One second as pliable as taffy, oozing through arms and fingers and seat belt straps, the next as solid as a rock on the backseat floor.
Wailing a non-stop banshee song that would awake the dead, frighten ghosts and add to the frustration of well-meaning grandparents everywhere, especially the two trying to wrestle Little One into the car.
Then she became a tilt-a-whirl of arms, legs, torso, neck and head, which the grandparents could only weave and dodge like prizefighters against branches in a tornado, over and over again.
A crowd gathered as the grandparents huffed and puffed, red faced and exasperated. Little One’s slightly older siblings offered advice for restraining their little sister.
The grandparents had taken the three grandchildren to a pizza place while the kids’ parents were on a date night.
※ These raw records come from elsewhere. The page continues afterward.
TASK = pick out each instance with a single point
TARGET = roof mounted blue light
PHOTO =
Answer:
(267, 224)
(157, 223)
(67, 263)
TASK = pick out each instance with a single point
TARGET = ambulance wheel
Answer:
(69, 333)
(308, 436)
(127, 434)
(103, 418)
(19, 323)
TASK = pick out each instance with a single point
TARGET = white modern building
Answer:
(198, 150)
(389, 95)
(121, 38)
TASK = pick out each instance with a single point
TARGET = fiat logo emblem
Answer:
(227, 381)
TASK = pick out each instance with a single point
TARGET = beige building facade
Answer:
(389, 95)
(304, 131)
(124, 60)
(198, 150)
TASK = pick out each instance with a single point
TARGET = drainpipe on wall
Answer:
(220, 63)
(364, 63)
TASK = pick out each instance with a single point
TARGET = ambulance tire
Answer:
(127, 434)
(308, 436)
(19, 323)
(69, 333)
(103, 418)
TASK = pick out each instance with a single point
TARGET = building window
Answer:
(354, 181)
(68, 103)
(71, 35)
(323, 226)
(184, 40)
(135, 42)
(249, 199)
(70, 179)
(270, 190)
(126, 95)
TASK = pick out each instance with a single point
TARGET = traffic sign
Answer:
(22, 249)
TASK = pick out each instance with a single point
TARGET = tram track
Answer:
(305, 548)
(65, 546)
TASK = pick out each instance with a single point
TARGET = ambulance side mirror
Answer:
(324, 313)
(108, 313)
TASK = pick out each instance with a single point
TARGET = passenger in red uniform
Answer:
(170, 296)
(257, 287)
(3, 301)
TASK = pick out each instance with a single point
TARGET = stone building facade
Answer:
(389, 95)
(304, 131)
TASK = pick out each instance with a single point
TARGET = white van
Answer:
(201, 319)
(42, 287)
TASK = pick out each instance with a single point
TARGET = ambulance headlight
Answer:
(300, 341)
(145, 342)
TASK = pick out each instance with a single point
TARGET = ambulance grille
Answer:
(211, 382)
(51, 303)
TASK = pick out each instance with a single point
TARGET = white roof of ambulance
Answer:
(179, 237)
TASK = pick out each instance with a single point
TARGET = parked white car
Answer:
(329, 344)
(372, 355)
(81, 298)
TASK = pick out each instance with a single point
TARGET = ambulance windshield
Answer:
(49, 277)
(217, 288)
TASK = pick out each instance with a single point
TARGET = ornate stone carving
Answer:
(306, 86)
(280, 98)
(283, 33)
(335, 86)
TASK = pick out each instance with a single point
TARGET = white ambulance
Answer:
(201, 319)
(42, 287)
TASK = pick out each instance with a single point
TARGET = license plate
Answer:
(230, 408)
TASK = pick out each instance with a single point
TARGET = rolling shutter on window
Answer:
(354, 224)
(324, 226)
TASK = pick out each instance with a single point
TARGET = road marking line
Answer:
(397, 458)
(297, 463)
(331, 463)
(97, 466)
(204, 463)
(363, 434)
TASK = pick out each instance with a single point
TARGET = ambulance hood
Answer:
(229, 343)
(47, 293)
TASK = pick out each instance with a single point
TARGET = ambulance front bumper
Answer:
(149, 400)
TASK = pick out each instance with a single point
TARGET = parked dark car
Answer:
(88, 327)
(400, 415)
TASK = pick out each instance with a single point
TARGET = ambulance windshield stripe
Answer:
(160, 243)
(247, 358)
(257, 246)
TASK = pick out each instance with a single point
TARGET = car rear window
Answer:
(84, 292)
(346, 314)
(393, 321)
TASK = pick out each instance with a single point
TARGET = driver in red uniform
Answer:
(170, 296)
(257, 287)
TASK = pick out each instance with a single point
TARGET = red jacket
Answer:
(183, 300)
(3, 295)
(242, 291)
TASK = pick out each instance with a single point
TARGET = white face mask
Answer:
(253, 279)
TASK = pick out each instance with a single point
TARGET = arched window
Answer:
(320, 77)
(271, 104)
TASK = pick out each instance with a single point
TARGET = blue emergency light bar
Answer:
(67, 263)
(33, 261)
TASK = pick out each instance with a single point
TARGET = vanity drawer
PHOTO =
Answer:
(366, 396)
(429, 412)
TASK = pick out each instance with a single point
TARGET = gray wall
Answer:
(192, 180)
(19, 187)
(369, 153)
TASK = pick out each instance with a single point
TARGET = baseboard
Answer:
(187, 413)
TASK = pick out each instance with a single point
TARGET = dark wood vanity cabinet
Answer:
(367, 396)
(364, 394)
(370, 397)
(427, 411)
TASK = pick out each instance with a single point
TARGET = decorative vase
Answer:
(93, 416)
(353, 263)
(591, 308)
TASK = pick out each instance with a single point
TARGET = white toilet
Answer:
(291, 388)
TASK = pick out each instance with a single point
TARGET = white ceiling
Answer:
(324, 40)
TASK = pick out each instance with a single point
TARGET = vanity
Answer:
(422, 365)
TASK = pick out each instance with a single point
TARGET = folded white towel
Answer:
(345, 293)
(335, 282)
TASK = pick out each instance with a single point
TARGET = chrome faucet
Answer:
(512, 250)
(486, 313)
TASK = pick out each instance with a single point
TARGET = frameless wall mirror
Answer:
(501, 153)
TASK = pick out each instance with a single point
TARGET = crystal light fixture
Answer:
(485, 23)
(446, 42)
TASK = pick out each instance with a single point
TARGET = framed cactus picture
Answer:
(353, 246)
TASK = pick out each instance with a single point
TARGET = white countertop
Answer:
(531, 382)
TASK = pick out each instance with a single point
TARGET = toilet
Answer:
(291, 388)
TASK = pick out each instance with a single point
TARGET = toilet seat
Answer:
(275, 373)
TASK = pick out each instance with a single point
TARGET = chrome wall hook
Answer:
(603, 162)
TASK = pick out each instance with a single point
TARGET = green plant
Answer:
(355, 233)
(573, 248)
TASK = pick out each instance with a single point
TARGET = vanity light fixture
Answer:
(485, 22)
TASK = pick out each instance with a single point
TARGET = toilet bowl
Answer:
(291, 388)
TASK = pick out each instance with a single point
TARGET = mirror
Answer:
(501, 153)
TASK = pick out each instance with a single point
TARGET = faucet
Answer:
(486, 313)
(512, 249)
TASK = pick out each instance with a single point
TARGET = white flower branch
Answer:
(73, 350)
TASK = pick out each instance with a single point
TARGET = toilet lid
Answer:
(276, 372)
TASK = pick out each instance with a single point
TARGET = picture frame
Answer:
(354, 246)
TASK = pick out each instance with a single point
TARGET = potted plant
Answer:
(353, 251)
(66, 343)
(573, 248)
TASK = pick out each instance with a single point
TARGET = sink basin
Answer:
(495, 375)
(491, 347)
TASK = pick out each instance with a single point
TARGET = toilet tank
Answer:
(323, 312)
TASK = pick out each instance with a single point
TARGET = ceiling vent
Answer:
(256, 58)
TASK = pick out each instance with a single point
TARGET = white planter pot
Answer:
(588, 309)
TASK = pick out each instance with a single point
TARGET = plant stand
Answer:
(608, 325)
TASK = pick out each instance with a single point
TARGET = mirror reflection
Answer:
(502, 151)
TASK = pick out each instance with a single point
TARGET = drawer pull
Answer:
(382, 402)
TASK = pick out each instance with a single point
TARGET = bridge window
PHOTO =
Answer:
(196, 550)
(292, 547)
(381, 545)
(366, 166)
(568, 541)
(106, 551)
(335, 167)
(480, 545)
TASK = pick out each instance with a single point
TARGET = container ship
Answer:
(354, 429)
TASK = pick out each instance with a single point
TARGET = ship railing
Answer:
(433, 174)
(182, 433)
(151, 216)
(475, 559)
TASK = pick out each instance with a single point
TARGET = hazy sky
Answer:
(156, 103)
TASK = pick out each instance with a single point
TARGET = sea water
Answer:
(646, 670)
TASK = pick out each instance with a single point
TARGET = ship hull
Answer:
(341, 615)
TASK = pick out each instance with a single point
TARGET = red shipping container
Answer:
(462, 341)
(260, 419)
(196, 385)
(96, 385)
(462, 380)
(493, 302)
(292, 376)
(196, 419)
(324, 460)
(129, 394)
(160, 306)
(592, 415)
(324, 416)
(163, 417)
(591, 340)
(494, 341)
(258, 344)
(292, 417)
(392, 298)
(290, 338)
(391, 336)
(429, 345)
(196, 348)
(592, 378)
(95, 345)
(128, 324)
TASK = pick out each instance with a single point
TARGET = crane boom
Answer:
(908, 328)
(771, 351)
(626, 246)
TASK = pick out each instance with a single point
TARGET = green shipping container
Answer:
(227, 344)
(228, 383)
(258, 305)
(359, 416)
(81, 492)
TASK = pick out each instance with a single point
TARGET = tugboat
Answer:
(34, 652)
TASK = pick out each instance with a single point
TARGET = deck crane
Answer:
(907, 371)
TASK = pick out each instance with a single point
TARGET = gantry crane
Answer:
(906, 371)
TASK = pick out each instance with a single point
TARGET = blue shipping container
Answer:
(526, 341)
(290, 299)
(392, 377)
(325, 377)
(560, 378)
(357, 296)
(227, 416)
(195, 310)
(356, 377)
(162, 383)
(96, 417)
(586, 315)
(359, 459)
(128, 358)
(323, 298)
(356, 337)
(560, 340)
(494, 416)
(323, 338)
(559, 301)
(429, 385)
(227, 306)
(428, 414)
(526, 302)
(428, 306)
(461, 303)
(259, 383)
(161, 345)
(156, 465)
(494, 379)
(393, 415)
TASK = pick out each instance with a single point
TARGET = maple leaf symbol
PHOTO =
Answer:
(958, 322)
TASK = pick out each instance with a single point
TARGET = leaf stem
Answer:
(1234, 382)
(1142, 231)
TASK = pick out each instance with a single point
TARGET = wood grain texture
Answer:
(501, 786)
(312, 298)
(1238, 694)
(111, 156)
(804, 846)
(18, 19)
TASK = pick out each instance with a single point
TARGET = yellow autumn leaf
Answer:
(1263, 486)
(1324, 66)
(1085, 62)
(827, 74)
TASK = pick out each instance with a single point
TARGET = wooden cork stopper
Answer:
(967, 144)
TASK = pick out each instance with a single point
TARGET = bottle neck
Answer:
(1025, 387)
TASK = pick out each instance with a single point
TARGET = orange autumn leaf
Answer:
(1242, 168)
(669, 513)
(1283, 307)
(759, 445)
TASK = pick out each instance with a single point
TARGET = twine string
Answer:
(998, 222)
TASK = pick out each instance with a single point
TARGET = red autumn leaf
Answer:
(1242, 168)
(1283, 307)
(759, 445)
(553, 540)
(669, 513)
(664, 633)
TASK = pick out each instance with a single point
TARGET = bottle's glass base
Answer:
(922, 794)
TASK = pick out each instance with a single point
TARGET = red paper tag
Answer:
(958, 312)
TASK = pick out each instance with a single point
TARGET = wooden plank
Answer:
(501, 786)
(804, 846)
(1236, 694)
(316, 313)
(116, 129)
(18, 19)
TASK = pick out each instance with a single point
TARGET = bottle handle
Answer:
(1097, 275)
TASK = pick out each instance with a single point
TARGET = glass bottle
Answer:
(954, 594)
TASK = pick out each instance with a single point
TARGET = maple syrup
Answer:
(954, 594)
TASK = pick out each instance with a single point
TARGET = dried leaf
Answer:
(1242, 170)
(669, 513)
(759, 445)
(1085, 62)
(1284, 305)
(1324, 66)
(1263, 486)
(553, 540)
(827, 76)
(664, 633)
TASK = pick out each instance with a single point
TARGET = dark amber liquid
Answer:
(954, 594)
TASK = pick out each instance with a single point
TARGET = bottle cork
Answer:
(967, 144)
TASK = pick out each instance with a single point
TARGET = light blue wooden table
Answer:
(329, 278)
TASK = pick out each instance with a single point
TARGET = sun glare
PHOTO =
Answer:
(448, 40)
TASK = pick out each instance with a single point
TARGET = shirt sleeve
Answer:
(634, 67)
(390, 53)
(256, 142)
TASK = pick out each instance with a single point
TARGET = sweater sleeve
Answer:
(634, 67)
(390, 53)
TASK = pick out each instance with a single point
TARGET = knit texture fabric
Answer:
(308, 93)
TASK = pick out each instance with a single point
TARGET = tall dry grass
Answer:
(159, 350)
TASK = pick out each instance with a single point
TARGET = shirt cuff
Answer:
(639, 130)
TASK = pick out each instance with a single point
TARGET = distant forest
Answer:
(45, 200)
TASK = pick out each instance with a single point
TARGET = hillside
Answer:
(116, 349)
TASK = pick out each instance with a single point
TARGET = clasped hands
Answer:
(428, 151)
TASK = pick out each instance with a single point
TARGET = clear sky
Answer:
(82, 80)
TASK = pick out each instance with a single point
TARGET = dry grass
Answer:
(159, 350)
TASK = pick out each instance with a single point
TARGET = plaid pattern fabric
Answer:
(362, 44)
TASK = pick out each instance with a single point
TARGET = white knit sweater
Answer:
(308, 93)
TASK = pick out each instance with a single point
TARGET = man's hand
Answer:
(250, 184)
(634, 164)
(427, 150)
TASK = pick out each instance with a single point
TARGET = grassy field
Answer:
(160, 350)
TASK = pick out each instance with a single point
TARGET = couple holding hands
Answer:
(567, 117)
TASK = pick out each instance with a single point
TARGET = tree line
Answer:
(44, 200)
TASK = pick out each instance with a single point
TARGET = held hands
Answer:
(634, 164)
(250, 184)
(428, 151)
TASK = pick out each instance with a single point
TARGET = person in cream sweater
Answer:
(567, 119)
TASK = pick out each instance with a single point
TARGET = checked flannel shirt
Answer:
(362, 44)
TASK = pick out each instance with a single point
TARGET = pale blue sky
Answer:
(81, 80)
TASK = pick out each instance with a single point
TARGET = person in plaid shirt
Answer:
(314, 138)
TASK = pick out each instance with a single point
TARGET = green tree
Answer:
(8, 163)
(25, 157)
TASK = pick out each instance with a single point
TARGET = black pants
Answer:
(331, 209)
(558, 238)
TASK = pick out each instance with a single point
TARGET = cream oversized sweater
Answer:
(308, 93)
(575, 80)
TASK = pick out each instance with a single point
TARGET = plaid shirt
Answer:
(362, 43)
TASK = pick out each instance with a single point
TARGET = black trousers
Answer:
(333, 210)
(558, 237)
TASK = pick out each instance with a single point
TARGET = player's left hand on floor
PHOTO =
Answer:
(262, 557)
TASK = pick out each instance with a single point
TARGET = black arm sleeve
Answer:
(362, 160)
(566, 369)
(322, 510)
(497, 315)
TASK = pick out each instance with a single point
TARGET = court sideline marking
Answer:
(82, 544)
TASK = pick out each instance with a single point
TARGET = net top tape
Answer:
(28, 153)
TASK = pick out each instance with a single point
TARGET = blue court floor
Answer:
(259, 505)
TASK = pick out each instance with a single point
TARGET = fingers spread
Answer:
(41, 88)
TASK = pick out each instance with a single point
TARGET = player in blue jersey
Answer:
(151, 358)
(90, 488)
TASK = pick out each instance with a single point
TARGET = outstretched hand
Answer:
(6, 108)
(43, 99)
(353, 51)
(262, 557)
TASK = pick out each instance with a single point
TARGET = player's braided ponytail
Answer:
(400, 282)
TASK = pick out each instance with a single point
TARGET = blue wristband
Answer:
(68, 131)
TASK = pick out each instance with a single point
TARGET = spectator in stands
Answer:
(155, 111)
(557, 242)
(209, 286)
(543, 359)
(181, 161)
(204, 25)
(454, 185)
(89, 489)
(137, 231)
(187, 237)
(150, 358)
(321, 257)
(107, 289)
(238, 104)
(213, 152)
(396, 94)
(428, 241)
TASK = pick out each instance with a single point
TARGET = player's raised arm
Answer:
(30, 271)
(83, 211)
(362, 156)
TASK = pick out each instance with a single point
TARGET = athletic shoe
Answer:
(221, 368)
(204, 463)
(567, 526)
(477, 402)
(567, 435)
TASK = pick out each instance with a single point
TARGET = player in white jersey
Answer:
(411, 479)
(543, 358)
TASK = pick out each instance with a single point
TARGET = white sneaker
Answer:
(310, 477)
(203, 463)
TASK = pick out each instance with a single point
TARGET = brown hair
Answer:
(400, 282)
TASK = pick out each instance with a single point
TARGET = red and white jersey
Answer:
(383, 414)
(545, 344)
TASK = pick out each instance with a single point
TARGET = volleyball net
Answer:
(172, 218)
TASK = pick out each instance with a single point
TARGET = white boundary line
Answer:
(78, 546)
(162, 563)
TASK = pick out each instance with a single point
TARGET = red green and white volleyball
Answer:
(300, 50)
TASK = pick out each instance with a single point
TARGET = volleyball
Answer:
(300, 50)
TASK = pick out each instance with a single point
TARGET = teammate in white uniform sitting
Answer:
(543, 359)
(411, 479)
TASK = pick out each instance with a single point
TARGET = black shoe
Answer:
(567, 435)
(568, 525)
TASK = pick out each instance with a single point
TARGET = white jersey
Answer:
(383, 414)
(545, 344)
Sure, the grandparents said, we can take the grandkids out to dinner. We raised three sons. We dealt with refusals to eat. Temper-tantrums about the selected restaurants. Kids refusing to eat and talk. Kids saying awkward things to other tables or to waitresses. We raised three kids, day and night, night and day, for years. We can take all three grandkids out for pizza.
All went well for the pizza dinner. At first. The grandkids ate pizza, played video games and collected tickets for prizes. No fuss. No spats. No bother.
We got this, the grandparents said. Of course, they had this. They raised three sons. Why wouldn’t they have this? They had this to a point they didn’t even think about having it.
Watching kids. Been there. Done that.
Little One had an accident. The grandmother quickly realized, other than extra pull-ups, the change of clothes was incomplete. While the grandmother dealt with the accident, grandpa had the kids redeem Little One’s prize tickets for her.
Little One was not happy with their choice.
She expressed this outrage in the parking lot with the rage most people reserve for talking politics on Facebook.
So, the grandparents struggled to keep Little One wrapped in a blanket while strapping her into the carseat. The blanket was the first casualty of the battle.
Hair tousled, sweating, red faced, out of breath, the grandparents fought to strap Little One down.
Several of the kids arriving at the line of bars across from the pizza place stood by their cars watching two aging-more-by-the-minute adults wrestling an almost 2-year-old into the backseat of a car.
Between gulps of air, Grandpa mentioned that his wife and he probably looked like two Disney villains trying to shanghai 101 Dalmatians.
The grandmother said, “Are you saying I look like Cruella de Vil?”
“Nope,” grandpa said, then quietly went back to the struggle.
More kids watched from the line of cars. The grandson looked at the gathering spectators and yelled, “Everything’s fine. We’re OK. This is not a kidnapping.”
“Thanks,” grandpa muttered.
Then, finally, experience, skill and brawn won out, or more likely, Little One decided to quit; the grandparents had her safely in her car seat.
The older siblings got into the car. Grandmother got into the car. Grandpa looked at the watching young faces lined up by their cars, kids on dates, or looking to hook up with someone that night in the bars.
Grandpa straightened his hair and shirt, and said in a loud voice: “Let this serve as your lesson on birth control tonight.”
Then, exhausted, he climbed into the car and headed down the road.
Dean Poling is an editor with The Valdosta Daily Times and editor of The Tifton Gazette.